The Challenge
A top-10 Canadian chartered bank had accumulated a substantial block of charged-off credit card receivables on its balance sheet. The portfolio consisted of approximately 85,000 accounts with an aggregate face value of $140 million. The accounts ranged from 180 days to 24 months post-charge-off, with the majority falling in the 6-to-12-month window.
The bank faced mounting pressure from OSFI on capital adequacy ratios. Charged-off receivables, while technically still assets, carried punitive risk weightings that consumed capital the bank wanted to redeploy into new originations. The internal recovery team had been working the portfolio, but diminishing returns on older accounts made continued internal efforts increasingly difficult to justify from a cost-per-dollar-recovered perspective.
Beyond the financial mechanics, the transaction required board-level governance approval. The bank's risk committee needed to be satisfied that any buyer would meet the institution's standards for consumer treatment, data security, and regulatory compliance. The reputational risk of selling to a buyer that would generate consumer complaints or regulatory scrutiny was a non-starter.
Our Approach
We submitted a letter of intent within five business days of receiving the initial data tape. Our bid was structured to address the bank's three primary concerns: price certainty, execution speed, and post-sale consumer treatment standards.
On pricing, we provided a firm bid with no financing contingencies. The bank's treasury team confirmed our proof of funds within 48 hours. This eliminated the execution risk that had been a concern with other potential buyers who required syndication or third-party financing arrangements.
For the compliance component, we provided our full compliance manual, consumer communication templates, complaint handling procedures, and evidence of our dispute resolution framework. We also shared our data security protocols, including encryption standards, access controls, and employee screening procedures. The bank's compliance team conducted a thorough review and confirmed that our standards met or exceeded their internal requirements.
The data tape analysis was completed in parallel with the compliance review. We segmented the portfolio by vintage, balance range, geographic distribution, and prior recovery activity. This segmentation informed our pricing model and allowed us to present the bank with a clear rationale for our valuation. Transparency in pricing methodology was important to the bank's board, which needed to demonstrate to regulators that the sale was conducted at fair market value.

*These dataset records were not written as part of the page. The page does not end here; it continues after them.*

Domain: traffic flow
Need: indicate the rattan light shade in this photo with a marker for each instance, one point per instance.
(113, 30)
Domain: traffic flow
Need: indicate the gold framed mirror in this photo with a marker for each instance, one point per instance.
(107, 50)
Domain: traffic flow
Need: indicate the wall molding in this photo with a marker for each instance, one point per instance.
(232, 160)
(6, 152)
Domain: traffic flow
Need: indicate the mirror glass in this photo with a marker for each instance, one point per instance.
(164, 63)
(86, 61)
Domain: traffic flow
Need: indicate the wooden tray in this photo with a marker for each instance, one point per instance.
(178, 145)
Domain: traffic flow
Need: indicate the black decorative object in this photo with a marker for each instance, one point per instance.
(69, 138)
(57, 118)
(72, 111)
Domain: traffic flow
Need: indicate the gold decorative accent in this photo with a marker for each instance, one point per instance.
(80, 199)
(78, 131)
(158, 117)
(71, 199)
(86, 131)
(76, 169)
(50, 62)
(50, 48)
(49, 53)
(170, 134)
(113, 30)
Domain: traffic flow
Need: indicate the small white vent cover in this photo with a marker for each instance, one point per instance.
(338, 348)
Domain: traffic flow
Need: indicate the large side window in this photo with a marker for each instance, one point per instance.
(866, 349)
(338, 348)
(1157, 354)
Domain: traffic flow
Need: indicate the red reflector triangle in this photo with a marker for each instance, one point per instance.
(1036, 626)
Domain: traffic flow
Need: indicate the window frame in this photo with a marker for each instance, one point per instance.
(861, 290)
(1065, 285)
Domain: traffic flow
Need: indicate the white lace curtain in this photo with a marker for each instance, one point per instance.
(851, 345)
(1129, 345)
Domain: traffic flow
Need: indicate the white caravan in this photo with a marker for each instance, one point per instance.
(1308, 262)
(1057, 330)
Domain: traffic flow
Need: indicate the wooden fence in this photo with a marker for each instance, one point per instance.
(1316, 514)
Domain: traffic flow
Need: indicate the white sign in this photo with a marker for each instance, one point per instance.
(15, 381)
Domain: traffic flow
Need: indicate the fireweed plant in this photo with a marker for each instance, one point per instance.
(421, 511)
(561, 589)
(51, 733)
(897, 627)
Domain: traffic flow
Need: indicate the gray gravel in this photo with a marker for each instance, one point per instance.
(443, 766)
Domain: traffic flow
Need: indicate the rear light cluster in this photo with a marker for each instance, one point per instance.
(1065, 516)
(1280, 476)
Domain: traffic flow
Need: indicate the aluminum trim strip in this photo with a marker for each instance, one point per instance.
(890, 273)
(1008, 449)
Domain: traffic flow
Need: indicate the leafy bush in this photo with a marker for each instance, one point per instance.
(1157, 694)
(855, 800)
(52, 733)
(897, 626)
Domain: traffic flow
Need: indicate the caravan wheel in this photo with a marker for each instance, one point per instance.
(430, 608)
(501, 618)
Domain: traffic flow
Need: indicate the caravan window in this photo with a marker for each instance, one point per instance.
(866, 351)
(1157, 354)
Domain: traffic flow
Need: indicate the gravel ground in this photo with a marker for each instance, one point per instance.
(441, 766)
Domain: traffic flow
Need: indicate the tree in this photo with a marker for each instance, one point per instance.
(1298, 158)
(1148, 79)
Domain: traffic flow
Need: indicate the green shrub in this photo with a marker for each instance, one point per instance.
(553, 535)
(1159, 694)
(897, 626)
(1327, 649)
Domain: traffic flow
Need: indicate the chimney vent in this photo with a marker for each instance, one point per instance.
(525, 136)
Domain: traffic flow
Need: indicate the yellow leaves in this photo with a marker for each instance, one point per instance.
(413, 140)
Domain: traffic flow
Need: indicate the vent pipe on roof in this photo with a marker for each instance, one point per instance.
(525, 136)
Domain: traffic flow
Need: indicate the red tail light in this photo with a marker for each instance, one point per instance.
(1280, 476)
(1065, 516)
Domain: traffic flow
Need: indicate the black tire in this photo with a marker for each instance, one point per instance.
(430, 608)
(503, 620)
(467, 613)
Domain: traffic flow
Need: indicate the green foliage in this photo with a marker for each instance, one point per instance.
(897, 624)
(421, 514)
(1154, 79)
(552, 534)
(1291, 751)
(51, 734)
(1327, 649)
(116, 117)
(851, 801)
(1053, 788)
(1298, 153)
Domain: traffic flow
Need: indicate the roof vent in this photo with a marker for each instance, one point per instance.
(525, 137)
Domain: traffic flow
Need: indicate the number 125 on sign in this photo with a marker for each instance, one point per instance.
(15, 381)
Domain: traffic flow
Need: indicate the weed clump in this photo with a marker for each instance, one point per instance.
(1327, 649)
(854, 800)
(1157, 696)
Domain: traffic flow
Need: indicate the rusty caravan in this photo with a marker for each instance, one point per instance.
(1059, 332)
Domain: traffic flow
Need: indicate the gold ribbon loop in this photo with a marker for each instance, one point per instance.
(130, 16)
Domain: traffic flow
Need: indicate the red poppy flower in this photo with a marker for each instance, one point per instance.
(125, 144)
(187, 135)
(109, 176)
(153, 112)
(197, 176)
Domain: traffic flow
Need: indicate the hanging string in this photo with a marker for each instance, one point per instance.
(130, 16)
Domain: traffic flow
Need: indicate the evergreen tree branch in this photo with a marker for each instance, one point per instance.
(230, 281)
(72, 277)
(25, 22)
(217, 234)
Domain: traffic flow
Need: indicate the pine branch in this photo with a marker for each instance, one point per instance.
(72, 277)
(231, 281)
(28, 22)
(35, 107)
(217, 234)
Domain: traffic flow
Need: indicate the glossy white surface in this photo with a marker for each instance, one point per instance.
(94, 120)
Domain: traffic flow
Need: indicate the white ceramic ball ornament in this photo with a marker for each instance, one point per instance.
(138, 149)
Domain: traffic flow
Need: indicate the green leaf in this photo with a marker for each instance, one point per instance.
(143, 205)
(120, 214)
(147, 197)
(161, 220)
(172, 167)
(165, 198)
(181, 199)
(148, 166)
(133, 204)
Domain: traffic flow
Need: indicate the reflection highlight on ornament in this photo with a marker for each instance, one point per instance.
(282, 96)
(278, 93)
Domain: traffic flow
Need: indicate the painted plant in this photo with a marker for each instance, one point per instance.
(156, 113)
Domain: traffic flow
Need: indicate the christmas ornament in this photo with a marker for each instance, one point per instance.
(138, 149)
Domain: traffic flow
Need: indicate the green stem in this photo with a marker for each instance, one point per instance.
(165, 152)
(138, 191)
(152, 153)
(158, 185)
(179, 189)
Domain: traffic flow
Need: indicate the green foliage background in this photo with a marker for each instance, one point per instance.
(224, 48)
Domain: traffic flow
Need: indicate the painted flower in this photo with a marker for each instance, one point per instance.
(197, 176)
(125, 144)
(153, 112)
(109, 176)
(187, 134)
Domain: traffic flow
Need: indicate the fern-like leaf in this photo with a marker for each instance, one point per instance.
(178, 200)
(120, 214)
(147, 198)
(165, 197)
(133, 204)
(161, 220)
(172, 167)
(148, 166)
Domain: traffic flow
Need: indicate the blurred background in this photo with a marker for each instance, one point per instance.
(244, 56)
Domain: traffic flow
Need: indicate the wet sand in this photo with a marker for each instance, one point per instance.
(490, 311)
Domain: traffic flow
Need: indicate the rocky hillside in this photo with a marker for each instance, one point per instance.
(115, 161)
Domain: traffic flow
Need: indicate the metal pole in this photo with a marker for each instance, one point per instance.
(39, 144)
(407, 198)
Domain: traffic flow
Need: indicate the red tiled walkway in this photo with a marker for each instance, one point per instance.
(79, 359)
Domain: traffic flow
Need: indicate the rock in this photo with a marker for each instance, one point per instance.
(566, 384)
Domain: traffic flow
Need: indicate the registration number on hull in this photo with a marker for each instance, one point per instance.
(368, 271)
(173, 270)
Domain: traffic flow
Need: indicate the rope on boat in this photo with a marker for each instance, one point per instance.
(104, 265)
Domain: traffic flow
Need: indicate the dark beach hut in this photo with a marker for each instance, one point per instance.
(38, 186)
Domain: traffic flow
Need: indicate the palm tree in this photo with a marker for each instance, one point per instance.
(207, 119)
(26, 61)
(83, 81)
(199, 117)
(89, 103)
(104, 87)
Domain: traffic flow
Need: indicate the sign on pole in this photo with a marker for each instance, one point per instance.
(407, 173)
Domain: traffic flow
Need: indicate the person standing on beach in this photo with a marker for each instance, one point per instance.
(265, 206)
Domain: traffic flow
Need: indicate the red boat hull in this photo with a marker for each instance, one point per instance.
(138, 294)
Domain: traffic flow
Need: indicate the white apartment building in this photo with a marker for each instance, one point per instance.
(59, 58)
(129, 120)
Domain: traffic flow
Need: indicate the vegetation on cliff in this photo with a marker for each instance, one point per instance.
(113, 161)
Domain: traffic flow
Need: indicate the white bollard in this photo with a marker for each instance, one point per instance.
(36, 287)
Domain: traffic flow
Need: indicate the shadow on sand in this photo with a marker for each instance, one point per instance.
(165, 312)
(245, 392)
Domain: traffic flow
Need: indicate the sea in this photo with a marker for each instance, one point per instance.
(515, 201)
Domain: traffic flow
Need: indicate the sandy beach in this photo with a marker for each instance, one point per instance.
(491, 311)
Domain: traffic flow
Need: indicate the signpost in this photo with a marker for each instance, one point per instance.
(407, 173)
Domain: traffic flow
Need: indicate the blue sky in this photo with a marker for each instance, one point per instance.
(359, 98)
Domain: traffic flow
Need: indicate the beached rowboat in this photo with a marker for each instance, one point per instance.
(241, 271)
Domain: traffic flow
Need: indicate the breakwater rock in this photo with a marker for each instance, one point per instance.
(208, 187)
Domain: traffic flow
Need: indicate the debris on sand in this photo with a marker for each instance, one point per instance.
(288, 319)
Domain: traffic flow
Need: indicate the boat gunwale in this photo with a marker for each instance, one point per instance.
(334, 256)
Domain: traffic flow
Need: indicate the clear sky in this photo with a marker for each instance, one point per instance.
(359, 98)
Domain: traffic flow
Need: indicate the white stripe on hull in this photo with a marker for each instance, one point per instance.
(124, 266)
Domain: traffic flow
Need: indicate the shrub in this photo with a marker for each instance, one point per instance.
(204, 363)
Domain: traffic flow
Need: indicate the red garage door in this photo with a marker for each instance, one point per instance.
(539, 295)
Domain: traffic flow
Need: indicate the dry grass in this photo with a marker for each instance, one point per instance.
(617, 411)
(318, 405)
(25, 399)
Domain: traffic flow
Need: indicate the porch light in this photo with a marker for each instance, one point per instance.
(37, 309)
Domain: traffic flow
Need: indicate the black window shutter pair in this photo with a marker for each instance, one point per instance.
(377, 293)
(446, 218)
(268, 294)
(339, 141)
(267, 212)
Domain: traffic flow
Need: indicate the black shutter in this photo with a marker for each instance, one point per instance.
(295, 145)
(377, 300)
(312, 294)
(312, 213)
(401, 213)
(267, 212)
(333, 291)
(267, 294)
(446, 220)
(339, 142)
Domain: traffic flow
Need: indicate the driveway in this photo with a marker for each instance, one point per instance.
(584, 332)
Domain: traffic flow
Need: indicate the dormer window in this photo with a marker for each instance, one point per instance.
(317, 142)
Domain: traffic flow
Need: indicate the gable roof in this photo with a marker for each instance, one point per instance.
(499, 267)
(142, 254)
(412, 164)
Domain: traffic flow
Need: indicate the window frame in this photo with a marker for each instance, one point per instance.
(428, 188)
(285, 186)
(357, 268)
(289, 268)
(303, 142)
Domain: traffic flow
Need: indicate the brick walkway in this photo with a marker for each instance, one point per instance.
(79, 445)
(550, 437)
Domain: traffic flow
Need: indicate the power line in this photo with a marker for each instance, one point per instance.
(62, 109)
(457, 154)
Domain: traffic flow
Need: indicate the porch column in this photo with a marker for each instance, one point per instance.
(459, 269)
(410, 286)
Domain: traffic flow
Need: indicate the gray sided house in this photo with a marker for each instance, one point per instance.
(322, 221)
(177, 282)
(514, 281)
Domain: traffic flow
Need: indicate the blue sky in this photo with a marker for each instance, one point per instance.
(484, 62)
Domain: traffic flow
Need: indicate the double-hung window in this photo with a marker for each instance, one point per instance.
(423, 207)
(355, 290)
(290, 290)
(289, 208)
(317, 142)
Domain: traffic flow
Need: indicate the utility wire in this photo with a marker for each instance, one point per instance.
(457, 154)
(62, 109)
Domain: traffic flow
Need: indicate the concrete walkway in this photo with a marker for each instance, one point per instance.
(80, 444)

Addressing Board Governance Requirements
We prepared a thorough buyer profile document tailored to the bank's board presentation format. This included our corporate structure, audited financial statements, transaction history, regulatory standing across all operating jurisdictions, and client references from other Schedule I bank transactions. The bank's corporate secretary confirmed that our documentation package was among the most complete they had received, which accelerated the board approval timeline.
We also agreed to contractual provisions governing post-sale account servicing, including limitations on communication frequency, minimum settlement authority thresholds, and a commitment to maintain dedicated Canadian-based servicing staff for the portfolio. These provisions were incorporated into the purchase and sale agreement as binding covenants.
The Result
The transaction closed 52 days after the letter of intent was signed. The bank achieved a clean balance sheet exit on the full $140 million in face value, freeing significant regulatory capital that was immediately redeployed into new credit card originations.
From the bank's perspective, the sale accomplished three objectives simultaneously. First, it improved the bank's capital adequacy ratio by removing the risk-weighted assets from its balance sheet. Second, it eliminated the ongoing operational cost of internal recovery efforts on diminishing-return accounts. Third, it established a precedent and a relationship for future portfolio dispositions, giving the bank a tested counterparty for subsequent transactions.
In the twelve months following the close, the bank received zero consumer complaints attributable to the portfolio transfer. The transition of account servicing was seamless from the consumer's perspective, with all communications handled in accordance with the contractual standards established during the sale process.
The bank subsequently engaged us for two additional portfolio sales within the following fiscal year, each following a streamlined diligence process given the established relationship and documented compliance track record.